Computer-Aided Design is a fundamental tool in the design process nowadays, When did the history of CAD start? And why are these computer applications so important for industries?
60 years ago, the ‘Father of CAD’, Dr Patrick Hanratty created the first numerical control system, which later became Computer-Aided Design (CAD). The precision, versatility and the possibility of modifying CAD projects have revolutionized engineering, architecture and the entire production environment, so the importance of CAD cannot be underestimated in industrial production.
First of all, we have to make a clarification about the history of this software.
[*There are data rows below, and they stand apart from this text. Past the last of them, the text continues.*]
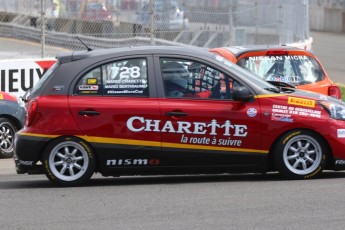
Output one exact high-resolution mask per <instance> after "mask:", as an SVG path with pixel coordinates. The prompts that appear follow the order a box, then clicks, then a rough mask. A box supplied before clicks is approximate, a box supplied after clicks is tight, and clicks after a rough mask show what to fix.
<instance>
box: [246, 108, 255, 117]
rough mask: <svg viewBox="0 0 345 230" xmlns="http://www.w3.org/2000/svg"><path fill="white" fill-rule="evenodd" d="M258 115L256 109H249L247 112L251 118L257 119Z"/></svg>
mask: <svg viewBox="0 0 345 230" xmlns="http://www.w3.org/2000/svg"><path fill="white" fill-rule="evenodd" d="M256 114H257V111H256V109H255V108H249V109H248V110H247V115H248V116H249V117H255V116H256Z"/></svg>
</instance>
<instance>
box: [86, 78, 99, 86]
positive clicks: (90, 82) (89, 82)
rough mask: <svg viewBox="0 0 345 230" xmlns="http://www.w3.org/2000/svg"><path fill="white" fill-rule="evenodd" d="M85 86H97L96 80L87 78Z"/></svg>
mask: <svg viewBox="0 0 345 230" xmlns="http://www.w3.org/2000/svg"><path fill="white" fill-rule="evenodd" d="M87 84H88V85H95V84H97V78H88V79H87Z"/></svg>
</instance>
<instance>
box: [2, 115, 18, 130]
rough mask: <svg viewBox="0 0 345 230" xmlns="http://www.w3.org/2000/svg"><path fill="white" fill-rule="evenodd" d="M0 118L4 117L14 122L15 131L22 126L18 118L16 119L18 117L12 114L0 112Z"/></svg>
mask: <svg viewBox="0 0 345 230" xmlns="http://www.w3.org/2000/svg"><path fill="white" fill-rule="evenodd" d="M0 118H6V119H8V120H10V121H11V122H12V124H14V125H15V126H16V129H17V131H18V130H20V129H22V128H23V126H22V124H21V122H20V120H18V118H16V117H14V116H11V115H9V114H1V115H0Z"/></svg>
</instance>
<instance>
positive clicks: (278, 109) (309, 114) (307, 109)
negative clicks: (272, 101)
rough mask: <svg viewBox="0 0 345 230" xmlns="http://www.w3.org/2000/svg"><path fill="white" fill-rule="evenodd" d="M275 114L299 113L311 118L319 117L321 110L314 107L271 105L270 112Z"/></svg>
mask: <svg viewBox="0 0 345 230" xmlns="http://www.w3.org/2000/svg"><path fill="white" fill-rule="evenodd" d="M273 113H274V114H275V115H280V116H283V115H288V114H289V115H299V116H305V117H312V118H321V111H320V110H314V109H306V108H301V107H294V106H286V105H272V114H273Z"/></svg>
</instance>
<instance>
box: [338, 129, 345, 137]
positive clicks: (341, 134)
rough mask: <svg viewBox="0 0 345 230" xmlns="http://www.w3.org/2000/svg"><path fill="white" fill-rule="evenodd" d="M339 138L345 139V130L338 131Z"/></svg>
mask: <svg viewBox="0 0 345 230" xmlns="http://www.w3.org/2000/svg"><path fill="white" fill-rule="evenodd" d="M337 137H338V138H345V129H337Z"/></svg>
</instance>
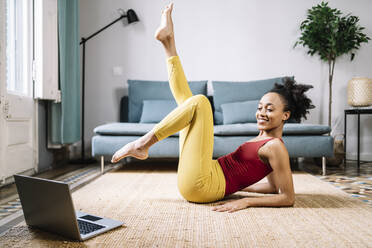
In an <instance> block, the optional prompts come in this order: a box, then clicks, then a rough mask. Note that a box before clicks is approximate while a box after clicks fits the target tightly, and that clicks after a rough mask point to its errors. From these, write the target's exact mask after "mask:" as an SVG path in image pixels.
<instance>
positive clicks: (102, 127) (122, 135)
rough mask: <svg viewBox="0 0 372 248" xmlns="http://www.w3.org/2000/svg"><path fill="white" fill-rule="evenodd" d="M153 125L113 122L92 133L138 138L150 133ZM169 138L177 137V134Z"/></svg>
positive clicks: (107, 123)
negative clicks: (129, 136) (130, 136)
mask: <svg viewBox="0 0 372 248" xmlns="http://www.w3.org/2000/svg"><path fill="white" fill-rule="evenodd" d="M155 125H156V124H155V123H137V122H113V123H107V124H103V125H100V126H98V127H96V128H95V129H94V130H93V131H94V133H96V134H100V135H112V136H138V135H145V134H146V133H147V132H149V131H151V129H152V128H153V127H154V126H155ZM171 136H178V133H175V134H173V135H171Z"/></svg>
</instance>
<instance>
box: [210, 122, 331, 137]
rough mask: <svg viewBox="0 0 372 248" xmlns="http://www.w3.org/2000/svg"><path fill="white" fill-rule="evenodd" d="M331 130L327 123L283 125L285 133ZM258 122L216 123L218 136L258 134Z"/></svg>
mask: <svg viewBox="0 0 372 248" xmlns="http://www.w3.org/2000/svg"><path fill="white" fill-rule="evenodd" d="M330 131H331V128H330V127H329V126H327V125H317V124H304V123H302V124H299V123H286V124H284V127H283V135H322V134H327V133H329V132H330ZM258 133H259V131H258V128H257V123H243V124H228V125H215V126H214V135H216V136H245V135H258Z"/></svg>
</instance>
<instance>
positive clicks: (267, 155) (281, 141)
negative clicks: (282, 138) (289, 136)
mask: <svg viewBox="0 0 372 248" xmlns="http://www.w3.org/2000/svg"><path fill="white" fill-rule="evenodd" d="M282 153H287V154H288V151H287V148H286V147H285V145H284V142H283V141H282V140H281V139H280V138H274V139H272V140H269V141H268V142H266V144H265V145H264V146H263V147H262V148H261V149H260V154H261V155H263V156H265V157H267V158H268V157H270V156H272V155H274V154H276V155H277V154H282Z"/></svg>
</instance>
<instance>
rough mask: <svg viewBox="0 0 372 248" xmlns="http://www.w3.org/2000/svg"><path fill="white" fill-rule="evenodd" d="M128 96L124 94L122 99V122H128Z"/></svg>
mask: <svg viewBox="0 0 372 248" xmlns="http://www.w3.org/2000/svg"><path fill="white" fill-rule="evenodd" d="M128 103H129V99H128V96H123V97H122V98H121V100H120V113H119V114H120V122H128V110H129V109H128Z"/></svg>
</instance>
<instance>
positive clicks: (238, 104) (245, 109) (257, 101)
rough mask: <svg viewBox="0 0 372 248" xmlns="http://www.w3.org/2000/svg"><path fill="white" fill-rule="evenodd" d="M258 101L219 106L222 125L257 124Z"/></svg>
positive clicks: (223, 104)
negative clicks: (244, 123) (223, 124)
mask: <svg viewBox="0 0 372 248" xmlns="http://www.w3.org/2000/svg"><path fill="white" fill-rule="evenodd" d="M258 102H259V100H252V101H245V102H231V103H224V104H221V109H222V116H223V124H234V123H246V122H257V120H256V111H257V106H258Z"/></svg>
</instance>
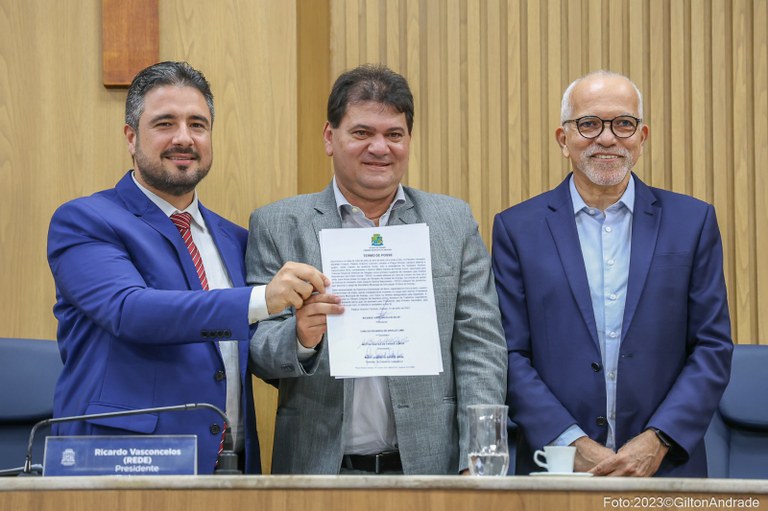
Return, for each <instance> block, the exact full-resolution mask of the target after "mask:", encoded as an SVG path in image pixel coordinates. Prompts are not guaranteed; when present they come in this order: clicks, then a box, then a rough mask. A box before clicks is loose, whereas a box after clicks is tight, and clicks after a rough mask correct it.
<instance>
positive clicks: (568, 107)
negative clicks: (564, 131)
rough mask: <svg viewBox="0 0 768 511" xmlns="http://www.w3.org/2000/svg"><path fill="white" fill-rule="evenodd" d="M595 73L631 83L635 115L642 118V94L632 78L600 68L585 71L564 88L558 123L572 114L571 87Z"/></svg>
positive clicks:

No one could never have foreseen CAD software ruling out Euclid of Alexandria, who, in his 350 B.C. treatise on mathematics “The Elements”, expounded many of the postulates and axioms that are the foundations of the Euclidian geometry on which the CAD software systems are built.
The ‘History of CAD’ goes hand in hand with the ‘History of Computers’: many innovations have occurred during their lifetime. At the time of its introduction in 1957 (PRONTO), the CAD was already much more evolved than the small and cheap computers that would have to make it work, such that paper and pencil would remain for 30 years the main way of design by the designers. Despite this, the future was already well defined, CAD software would become the fundamental tool for all industrial sectors.
Image source: http://www.cadazz.com/cad-software-history.htm
Was Hanratty the only one working on this innovation?
It was more than 2,300 years after Euclid that the first true CAD software, a very innovative system (although of course primitive compared to today’s CAD software) called “Sketchpad” was developed by Ivan Sutherland as part of his PhD thesis at MIT in 1960. It was the first software to use a graphical user interface; users wrote with an optical pen on an x-y point plotter display; allowed for the first time to constrain properties in a drawing, creating the concept of “objects” and “instances”.
Also in the mid-1960s, the Digigraphics division of Control Data Corporation released the first commercially available CAD software system. The system was a successor to ITEK’s earlier CAD software research system (which was named “The Electronic Drafting Machine” and ran on a Digital Equipment Corp. PDP-1 mainframe computer) and as with the Sketchpad CAD software, input was made using a light pen. Digigraphics was priced at $500,000 per unit and only a very few units were ever sold.
By the 1970s, research had moved from 2D to 3D. Major milestones included the work of Ken Versprille, whose invention of NURBS for his PhD thesis formed the basis of the modern 3D curve and surface modelling, and the development by Alan Grayer, Charles Lang, and Ian Braid of the PADL (Part and Assembly Description Language) solid modeller.
Then, in 1971, Hanratty gave another very important contribution, producing ADAM, this interactive design, drawing and production system was designed to work with virtually every computer; it has been a huge success so much that it has been updated to work on 16 and 32-bit computers: today 80% of CAD programs can be traced back to the roots of ADAM.
AutoCAD was born in 1982, released by Autodesk, this was the first 2D design CAD software developed for PC instead of mainframe or minicomputers, and in 1994 it was made compatible with 3D models. Then followed in 1999 by Autodesk Inventor which represents the new direction of Autodesk in order to be easier and more intuitive to use. Allows the creation of complex assemblies in record time; it is still in use; has raised the bar a lot in the CAD world.
Only in 2012, Autodesk produced AutoCAD 360, nowadays the last and most used CAD program in the world.
The last consideration about CAD software
As for what awaits on the horizon, perhaps the wildest speculation came from Grayson: “Direct human to machine interfaces. Imagine searching Google by thinking of a search phrase and having the answer appear in your short term memory, or manipulating 3D objects in your brain while a computer manipulates virtual representations of those objects on its display.” Is that something we’ll find in CAD systems of the future?
We have to wait for some years to get an answer. Anyway, CAD software has matured over the years from simple 2D drawings to complex multi-layered 3D structures with very detailed kinematics and meta-data. Now, making a project is easier and faster and this software gives us a very important contribution to pay attention to details on which a common pencil could not work.